Ryan Molina was born in 2005 in Pahrump, NV. At eight months old, he was diagnosed with asthma. It broke his mother Carmen’s heart when his asthma would flair up because he was still so young. Ryan loved to play, dance and sing. He was always happy. When he smiled his nose would crinkle and turn to one side. He loved nature so much that he would say his favorite days were spent hiking with his family. He loved helping his dad with the chickens, watering the garden and working hard around their house. Ryan enjoyed going to school. All of his kindergarten classmates adored him. As the years went by, his asthma got worse and he would spend several days every month in the hospital waiting for his breathing to return to normal. On Monday, April 2, 2012, Ryan had a severe asthma attack and was kept on life support for a week. His parents spent this time praying and hoping that this was just a bad dream. They didn’t want to believe he was gone. They were told, “There's nothing else we can do to save him.” On April 6, 2012, Carlos and Carmen decided to donate Ryan’s organs. He gave the gift of life to many, including a one-year old in Washington State with only days to live (who received his heart). A 12-year-old boy in California received Ryan's liver, kidneys, pancreas and intestine. Because of their courageous decision to donate, Ryan's legacy lives on through the lives he saved.
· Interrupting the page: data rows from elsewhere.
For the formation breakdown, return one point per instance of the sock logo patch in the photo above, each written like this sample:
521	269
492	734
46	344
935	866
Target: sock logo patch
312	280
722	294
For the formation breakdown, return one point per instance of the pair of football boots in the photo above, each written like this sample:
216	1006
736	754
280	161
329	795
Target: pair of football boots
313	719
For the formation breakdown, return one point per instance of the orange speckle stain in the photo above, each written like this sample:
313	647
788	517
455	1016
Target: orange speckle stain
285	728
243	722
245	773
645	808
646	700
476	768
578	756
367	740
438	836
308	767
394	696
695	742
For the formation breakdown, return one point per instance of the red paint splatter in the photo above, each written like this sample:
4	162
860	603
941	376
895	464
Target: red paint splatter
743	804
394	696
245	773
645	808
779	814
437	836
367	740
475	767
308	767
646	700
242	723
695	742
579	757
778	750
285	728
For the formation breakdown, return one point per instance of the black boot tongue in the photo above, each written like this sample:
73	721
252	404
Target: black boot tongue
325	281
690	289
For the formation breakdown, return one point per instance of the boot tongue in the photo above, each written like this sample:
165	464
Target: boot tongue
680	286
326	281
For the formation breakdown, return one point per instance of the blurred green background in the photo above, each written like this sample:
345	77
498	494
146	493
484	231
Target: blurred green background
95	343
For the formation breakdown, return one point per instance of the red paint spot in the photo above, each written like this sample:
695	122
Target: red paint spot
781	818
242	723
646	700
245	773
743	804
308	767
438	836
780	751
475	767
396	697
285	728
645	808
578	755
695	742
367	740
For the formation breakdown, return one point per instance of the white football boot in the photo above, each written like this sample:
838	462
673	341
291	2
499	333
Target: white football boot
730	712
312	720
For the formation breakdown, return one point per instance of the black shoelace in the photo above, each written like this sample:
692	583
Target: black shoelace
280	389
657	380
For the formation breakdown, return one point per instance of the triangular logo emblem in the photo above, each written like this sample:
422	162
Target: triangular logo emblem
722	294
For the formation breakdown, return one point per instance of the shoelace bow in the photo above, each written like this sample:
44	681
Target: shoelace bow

19-year-old Angel Velasquez was a Captain in the Metro Police Explorer Program and tragically lost his life after a hit and run accident in August of 2013. His donated tissues enhanced the lives of more than 30 people. Just a year later, the Velasquez family experienced another tragic loss when Angel’s older sister, Jackie, a 22-year-old Army veteran lost her battle with cancer. Jackie’s corneas provided the gift of sight to two people. Angel and Jackie’s mother, Marivel, continues to share her children’s stories to ensure others know their legacies live on through the gifts they gave to others.
Natalia Castellani, my wife of ten years lost her heroic four year battle with cancer in August of 2021 at the age of 42. Her calm demeanor, strength and kindness towards everyone that surrounded her will be an inspiration to all who knew her. Natalia was an English teacher then homemaker who married her husband after immigrating to the United States from Russia. She had a unique ability to see beauty in the world around her. Her smile brought joy to so many who were lucky enough to cross her path. Her loss will be irreplaceable in our lives, but through the donation of her corneas her kindness will live on, giving sight to someone and changing their life for the better.